The Book of Malachi
Malachi, the final book of the OT, received its name from its author (1:1). In Hebrew, the name comes from a word meaning ‘messenger’, which points to Malachi’s role as a prophet of the Lord, delivering God’s message to God’s people. Malachi offered no other identifying information about himself, leaving out markers typical of other prophets such as his father’s name or the current leader of Israel.
However, based on the content of the book, it becomes clear that Malachi delivered his message of judgement to a Judæan audience familiar with worshipping at the temple in Jerusalem (2:11). The people of Judah had turned away from the true worship of the Lord, leaving themselves under judgement and in need of salvation.
Malachi certainly wrote to the people of Judah (1:1 and 2:11), but the historical setting becomes clearer in Malachi 1:8. Here the prophet used the Persian word for governor, indicating a time period between 538–333BC, when the Persian Empire ruled the Promised Land. Malachi also wrote about the corruption of the temple sacrifices, meaning that he likely delivered his message many years after the Israelites rebuilt the temple in 515BC. The prophet’s concerns mirror those of Nehemiah’s, suggesting that Malachi prophesied to the people while Nehemiah left the city for several years, beginning in 432BC (Nehemiah 13:6).
Malachi’s unique position as the final book of the OT offers a glimpse into the hearts of Israelite men and women, members of a nation that had been specially chosen by God, descendants of Abraham, and inheritors of the rich tradition of the Jewish people. Their history told of glories like the exodus from Egypt and the faithfulness of God to King David. But they had also experienced the judgement of wandering in the desert and the shame of exile from the Promised Land.

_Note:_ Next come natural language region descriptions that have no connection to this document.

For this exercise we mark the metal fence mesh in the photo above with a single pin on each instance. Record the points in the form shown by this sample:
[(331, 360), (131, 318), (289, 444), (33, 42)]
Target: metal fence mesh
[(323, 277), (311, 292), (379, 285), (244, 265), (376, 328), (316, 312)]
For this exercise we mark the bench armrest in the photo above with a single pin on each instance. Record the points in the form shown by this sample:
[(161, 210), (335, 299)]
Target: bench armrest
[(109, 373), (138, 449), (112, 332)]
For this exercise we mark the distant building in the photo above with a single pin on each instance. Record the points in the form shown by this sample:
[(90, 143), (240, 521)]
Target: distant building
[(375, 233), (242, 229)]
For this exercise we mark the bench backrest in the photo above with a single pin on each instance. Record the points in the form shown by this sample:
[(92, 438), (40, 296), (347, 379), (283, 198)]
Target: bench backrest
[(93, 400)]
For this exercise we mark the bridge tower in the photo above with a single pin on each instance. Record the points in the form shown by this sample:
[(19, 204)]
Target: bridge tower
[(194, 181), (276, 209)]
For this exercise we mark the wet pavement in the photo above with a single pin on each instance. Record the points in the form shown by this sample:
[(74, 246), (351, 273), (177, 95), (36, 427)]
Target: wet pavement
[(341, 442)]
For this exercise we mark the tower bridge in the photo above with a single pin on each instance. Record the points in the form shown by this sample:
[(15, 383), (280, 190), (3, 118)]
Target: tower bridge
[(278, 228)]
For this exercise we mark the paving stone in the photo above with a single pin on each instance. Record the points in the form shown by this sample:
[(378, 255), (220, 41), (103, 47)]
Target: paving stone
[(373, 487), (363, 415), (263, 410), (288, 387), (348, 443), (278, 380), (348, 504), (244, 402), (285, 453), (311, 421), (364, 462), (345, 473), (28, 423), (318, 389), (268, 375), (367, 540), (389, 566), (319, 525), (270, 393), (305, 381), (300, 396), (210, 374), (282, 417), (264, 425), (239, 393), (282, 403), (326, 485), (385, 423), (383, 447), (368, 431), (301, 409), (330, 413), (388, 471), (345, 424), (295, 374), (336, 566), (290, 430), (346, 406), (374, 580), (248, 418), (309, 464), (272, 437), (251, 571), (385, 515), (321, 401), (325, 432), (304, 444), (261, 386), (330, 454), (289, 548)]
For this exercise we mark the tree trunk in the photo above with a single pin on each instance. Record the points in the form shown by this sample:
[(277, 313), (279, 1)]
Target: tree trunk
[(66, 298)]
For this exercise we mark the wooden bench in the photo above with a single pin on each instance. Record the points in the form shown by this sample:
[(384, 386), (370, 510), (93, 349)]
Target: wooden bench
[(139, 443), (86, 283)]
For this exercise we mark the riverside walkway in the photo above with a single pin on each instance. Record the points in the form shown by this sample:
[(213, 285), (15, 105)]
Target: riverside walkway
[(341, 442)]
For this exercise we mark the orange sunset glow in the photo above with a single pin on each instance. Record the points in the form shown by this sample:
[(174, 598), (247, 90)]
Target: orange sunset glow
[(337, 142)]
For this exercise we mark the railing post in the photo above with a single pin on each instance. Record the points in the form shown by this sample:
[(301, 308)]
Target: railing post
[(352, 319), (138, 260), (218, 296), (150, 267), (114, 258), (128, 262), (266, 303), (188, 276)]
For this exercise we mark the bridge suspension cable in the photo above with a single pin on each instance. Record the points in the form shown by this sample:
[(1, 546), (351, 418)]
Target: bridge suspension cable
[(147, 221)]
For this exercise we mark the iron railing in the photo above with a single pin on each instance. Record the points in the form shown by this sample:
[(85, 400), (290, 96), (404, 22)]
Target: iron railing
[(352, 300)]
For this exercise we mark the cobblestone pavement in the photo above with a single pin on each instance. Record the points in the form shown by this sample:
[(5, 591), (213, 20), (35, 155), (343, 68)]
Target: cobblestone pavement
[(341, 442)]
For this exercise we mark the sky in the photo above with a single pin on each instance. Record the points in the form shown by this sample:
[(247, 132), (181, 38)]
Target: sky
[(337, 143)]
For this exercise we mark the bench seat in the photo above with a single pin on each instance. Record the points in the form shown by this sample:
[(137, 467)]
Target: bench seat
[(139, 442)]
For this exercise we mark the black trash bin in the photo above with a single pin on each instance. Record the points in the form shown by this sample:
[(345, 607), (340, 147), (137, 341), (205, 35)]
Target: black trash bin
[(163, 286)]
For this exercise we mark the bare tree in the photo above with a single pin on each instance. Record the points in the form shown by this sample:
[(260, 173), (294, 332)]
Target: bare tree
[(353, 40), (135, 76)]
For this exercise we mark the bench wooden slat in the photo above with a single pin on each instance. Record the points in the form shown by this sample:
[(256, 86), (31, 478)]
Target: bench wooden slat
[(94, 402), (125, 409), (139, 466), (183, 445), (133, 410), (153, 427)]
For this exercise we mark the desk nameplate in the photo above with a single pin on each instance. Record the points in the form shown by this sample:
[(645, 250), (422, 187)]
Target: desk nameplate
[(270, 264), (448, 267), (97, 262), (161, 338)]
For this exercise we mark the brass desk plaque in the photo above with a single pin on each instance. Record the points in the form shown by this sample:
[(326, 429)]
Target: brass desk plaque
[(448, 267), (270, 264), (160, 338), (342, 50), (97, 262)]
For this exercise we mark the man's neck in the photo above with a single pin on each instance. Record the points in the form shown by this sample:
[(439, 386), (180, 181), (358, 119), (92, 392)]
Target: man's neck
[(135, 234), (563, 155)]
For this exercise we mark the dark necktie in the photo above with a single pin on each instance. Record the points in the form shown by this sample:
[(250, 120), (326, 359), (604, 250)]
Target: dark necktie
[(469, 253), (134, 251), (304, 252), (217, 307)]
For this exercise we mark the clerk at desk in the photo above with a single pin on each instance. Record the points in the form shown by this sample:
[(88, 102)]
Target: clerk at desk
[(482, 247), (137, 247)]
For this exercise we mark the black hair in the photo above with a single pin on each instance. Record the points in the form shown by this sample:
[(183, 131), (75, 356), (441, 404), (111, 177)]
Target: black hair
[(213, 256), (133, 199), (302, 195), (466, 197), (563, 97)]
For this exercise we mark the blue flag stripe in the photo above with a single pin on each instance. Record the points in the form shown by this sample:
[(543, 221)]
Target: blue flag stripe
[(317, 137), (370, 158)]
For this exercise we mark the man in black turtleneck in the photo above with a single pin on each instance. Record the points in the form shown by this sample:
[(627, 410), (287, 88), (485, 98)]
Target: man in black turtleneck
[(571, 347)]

At the time of Malachi, over fifteen hundred years after Abraham’s era, the Israelites had the advantage and weight of history on their side; they could see the shining rewards of faithfulness and the punishments associated with judgement, even to the point of being uprooted from their land. But even then, with all that perspective, the book of Malachi teaches that they still strayed from the Lord’s path. They needed God’s intervention as much as ever, so this book, as a final statement of judgement in the OT, anticipates God’s saving work through the Messiah, Jesus of Nazareth.
The people of Judah began to be exiled from the Promised Land in 605BC, returning from Babylon seventy years later. By the time of Malachi, they had been back in the land for more than a hundred years and were looking for the blessings they expected to receive when they returned. Although the temple had been rebuilt, the fervour of those early returning Israelites gave way to a thorough apathy for the things of God. This led to rampant corruption among the priesthood and a spiritual lethargy among the people.
Malachi came along at a time when the people were struggling to believe that God loved them (1:2). The people focused on their unfortunate circumstances and refused to account for their own sinful deeds. So God pointed the finger back at them, and through Malachi, God told the people where they had fallen short of their covenant with him. If they hoped to see changes, they needed to take responsibility for their own actions and serve God faithfully according to the promise their fathers had made to God on Mount Sinai all those years before.